Il y a des noms qui reviennent régulièrement dans le débat climatique, et John Christy en fait partie depuis près de trente ans. Avant de regarder ce que dit sa dernière étude, il n'est pas inutile de rappeler qui est cet homme, parce que son parcours éclaire beaucoup sur la manière dont il faut lire ses conclusions.
John Christy a grandi à Fresno, en Californie, où il dit avoir développé très tôt une fascination pour les motifs météorologiques. Après des études de mathématiques, puis un doctorat en dynamique du climat à l'université de l'Illinois, il a passé l'essentiel de sa carrière à l'université d'Alabama à Huntsville, où il a longtemps occupé le poste de climatologue officiel de l'État d'Alabama — un titre auquel il a mis fin en janvier 2026, après plus de vingt ans. Ce n'est pas un amateur ni un polémiste de plateau télé : avec son collègue Roy Spencer, il est le co-créateur du jeu de données satellitaires UAH, une des grandes séries de mesure de la température de la basse atmosphère, un travail qui leur a valu en 1991 une médaille de la NASA. Il a aussi été contributeur aux rapports du GIEC dans les années 1990.

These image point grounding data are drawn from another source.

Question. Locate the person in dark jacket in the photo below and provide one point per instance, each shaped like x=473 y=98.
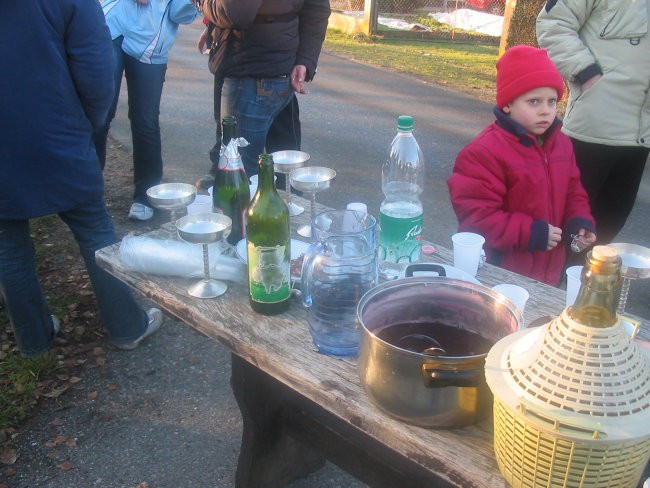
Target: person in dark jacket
x=517 y=183
x=57 y=64
x=263 y=52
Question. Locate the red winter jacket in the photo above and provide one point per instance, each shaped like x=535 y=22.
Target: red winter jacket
x=508 y=188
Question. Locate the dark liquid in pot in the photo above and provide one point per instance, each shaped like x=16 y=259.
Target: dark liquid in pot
x=419 y=337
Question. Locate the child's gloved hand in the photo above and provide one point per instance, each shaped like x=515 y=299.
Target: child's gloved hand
x=554 y=237
x=582 y=240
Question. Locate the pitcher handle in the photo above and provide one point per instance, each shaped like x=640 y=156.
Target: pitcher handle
x=314 y=249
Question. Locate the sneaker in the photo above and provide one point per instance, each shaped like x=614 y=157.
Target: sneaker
x=155 y=321
x=140 y=211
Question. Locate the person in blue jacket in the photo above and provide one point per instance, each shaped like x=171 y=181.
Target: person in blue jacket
x=56 y=61
x=143 y=32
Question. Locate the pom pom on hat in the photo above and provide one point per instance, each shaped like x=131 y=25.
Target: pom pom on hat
x=524 y=68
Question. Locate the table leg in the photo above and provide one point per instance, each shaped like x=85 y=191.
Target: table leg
x=269 y=457
x=287 y=436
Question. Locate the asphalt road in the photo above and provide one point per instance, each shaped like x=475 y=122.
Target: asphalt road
x=348 y=121
x=163 y=416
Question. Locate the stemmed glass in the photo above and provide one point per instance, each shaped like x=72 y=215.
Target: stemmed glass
x=636 y=265
x=311 y=180
x=172 y=196
x=204 y=229
x=284 y=162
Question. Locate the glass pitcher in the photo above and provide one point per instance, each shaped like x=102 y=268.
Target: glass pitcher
x=338 y=268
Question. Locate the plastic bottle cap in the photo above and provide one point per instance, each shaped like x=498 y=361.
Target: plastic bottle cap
x=604 y=253
x=428 y=249
x=358 y=207
x=405 y=122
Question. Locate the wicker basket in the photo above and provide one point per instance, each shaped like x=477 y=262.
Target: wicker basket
x=571 y=406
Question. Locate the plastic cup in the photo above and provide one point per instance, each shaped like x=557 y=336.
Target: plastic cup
x=467 y=251
x=517 y=295
x=201 y=204
x=572 y=284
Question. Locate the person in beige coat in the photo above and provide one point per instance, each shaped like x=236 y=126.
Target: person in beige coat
x=602 y=50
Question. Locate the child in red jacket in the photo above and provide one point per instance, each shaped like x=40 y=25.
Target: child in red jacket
x=517 y=183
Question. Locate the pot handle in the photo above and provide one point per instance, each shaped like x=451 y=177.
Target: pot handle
x=428 y=267
x=439 y=378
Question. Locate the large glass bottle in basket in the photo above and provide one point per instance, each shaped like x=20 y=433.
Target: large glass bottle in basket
x=231 y=193
x=268 y=245
x=400 y=214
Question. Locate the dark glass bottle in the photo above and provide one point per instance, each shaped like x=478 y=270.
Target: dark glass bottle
x=231 y=193
x=269 y=245
x=597 y=299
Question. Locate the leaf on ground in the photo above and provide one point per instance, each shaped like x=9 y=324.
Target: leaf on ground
x=8 y=455
x=57 y=392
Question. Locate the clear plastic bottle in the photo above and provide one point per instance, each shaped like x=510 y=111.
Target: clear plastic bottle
x=400 y=214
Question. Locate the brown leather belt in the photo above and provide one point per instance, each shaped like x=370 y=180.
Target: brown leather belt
x=272 y=19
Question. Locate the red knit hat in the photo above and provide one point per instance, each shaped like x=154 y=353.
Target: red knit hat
x=523 y=68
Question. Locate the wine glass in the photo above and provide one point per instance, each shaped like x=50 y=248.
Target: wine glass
x=284 y=162
x=635 y=265
x=204 y=229
x=172 y=196
x=311 y=180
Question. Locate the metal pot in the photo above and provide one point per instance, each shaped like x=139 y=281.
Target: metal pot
x=423 y=348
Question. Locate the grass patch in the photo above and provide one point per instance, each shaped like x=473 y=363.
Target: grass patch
x=466 y=67
x=24 y=381
x=20 y=380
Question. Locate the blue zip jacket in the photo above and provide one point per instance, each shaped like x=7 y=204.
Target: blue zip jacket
x=149 y=30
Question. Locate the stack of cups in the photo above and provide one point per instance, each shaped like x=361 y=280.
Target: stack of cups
x=467 y=251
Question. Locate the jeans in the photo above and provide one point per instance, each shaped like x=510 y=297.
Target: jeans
x=255 y=103
x=144 y=83
x=122 y=316
x=611 y=176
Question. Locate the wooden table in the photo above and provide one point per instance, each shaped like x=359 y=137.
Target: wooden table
x=300 y=407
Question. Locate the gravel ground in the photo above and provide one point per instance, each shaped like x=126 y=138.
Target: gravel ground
x=162 y=416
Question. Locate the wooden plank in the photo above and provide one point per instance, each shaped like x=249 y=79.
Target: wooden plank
x=281 y=347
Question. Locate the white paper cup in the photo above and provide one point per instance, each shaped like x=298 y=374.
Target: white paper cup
x=517 y=295
x=467 y=251
x=201 y=204
x=572 y=284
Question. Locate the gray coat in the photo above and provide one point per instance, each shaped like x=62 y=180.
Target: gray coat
x=587 y=37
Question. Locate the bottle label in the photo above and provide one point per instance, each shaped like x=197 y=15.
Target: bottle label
x=399 y=238
x=268 y=273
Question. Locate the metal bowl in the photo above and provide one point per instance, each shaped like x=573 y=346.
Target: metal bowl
x=285 y=161
x=313 y=178
x=204 y=228
x=171 y=196
x=636 y=260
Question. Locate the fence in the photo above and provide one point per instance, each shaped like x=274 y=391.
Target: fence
x=466 y=20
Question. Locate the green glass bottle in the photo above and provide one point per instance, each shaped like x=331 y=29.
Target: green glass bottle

Il faut ajouter un élément moins flatteur mais tout aussi factuel : Christy fait partie, depuis longtemps, du petit cercle de climatologues dont les travaux sont systématiquement mobilisés pour minimiser l'ampleur ou l'origine anthropique du réchauffement. Le jeu de données UAH lui-même a dû être révisé à plusieurs reprises au fil des décennies, notamment après que des équipes concurrentes (RSS en particulier) ont mis en évidence des erreurs de correction orbitale qui avaient conduit UAH à *sous-estimer* le réchauffement troposphérique. Cela ne disqualifie pas son travail actuel, mais ça mérite d'être su avant de lire la suite.
## Ce que dit la nouvelle étude
L'étude en question a une référence précise : Christy, J.R., *Declines in hot and cold daily temperature extremes in the conterminous US, 1899–2025*, publiée dans *Theoretical and Applied Climatology* (vol. 157, article 309, 2026), DOI : 10.1007/s00704-026-06200-3. Soumise en janvier 2026 et acceptée en mars, elle est passée par le circuit classique de la revue par les pairs — la revue, éditée par Springer Nature, est un titre reconnu du champ, pas une publication marginale. Christy lui-même raconte dans l'article de l'Epoch Times (“The reviewers tried to find anything they could to reject it, and fighting that takes a long time and a lot of effort,” Christy said.) avoir dû défendre son papier pied à pied face à des relecteurs sceptiques avant publication, ce qui est plutôt un signe que le processus a fonctionné normalement.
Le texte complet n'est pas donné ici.